Agriculture generally is considered the bedrock of the Valley's economy -- and low farmworker wages often are blamed for weighing down the region's pay and income.
But the bureau figures and local economic experts suggest other factors also are at play.
"A lot of it has to do with the industry mix, the characteristics of the industrial base here," said Antonio Avalos, a professor of economics at California State University, Fresno. "And agriculture is not necessarily the most important part of that."
Among the issues involved in the Valley:
In earlier economic-development efforts, officials promoted the Valley as a cheap place to do business. Some experts now see that strategy as creating more problems than jobs.
"Lower income is pulling this whole region down," said Michael Dozier, director of Fresno State's Office of Community and Economic Development. "It affects morale, how we feel about ourselves, how public services are provided."
Dozier said low wages reduce the Valley's spending power. That repels high-end retailers and businesses, depresses spending at those that are here and hampers the ability of local governments to collect sales taxes needed for police and fire departments or to maintain streets and parks.
The challenge now is to reverse the trend by promoting education and making the Valley a center for home-grown entrepreneurs and advanced technology related to agriculture, Dozier said.
How exactly does compensation in Fresno County stack up against the statewide average in different industries? The gaps are across the board and wider in some industries than others. But in no single sector are wages in Fresno County higher than the state average.
The smallest margin, according to the federal statistics, is in health care and social assistance, a field in which more than 44,500 people were employed in Fresno County in 2009.
The average compensation per job was $50,182 in the county, compared to $51,029 statewide -- a difference of less than 1.7%, or $850 a year.

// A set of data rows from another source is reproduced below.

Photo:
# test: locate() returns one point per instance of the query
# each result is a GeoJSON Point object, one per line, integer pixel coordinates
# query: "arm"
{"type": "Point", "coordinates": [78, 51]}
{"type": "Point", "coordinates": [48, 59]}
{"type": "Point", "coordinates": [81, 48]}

The widest wage chasm was in manufacturing. In Fresno County, the average compensation was $49,694 in 2009. That was about $35,000 -- or 41% -- shy of the statewide average of $84,743.
Another big difference was among managers of companies and businesses. A $34,000 gap exists between the average compensation in Fresno County of $72,725 per year and the statewide average of $106,827.
There also is a significant disparity in accommodations and food service. The average compensation statewide was $22,437 in 2009, compared to $17,275 in Fresno County.
The difference was less for farm jobs. The average compensation statewide was $31,416 in 2009 -- only 5.3% higher than Fresno County's average of $29,742 for the year.
But farm jobs represented less than 5% of Fresno County's total employment in 2009 and less than 4% of the total compensation for all workers in the county.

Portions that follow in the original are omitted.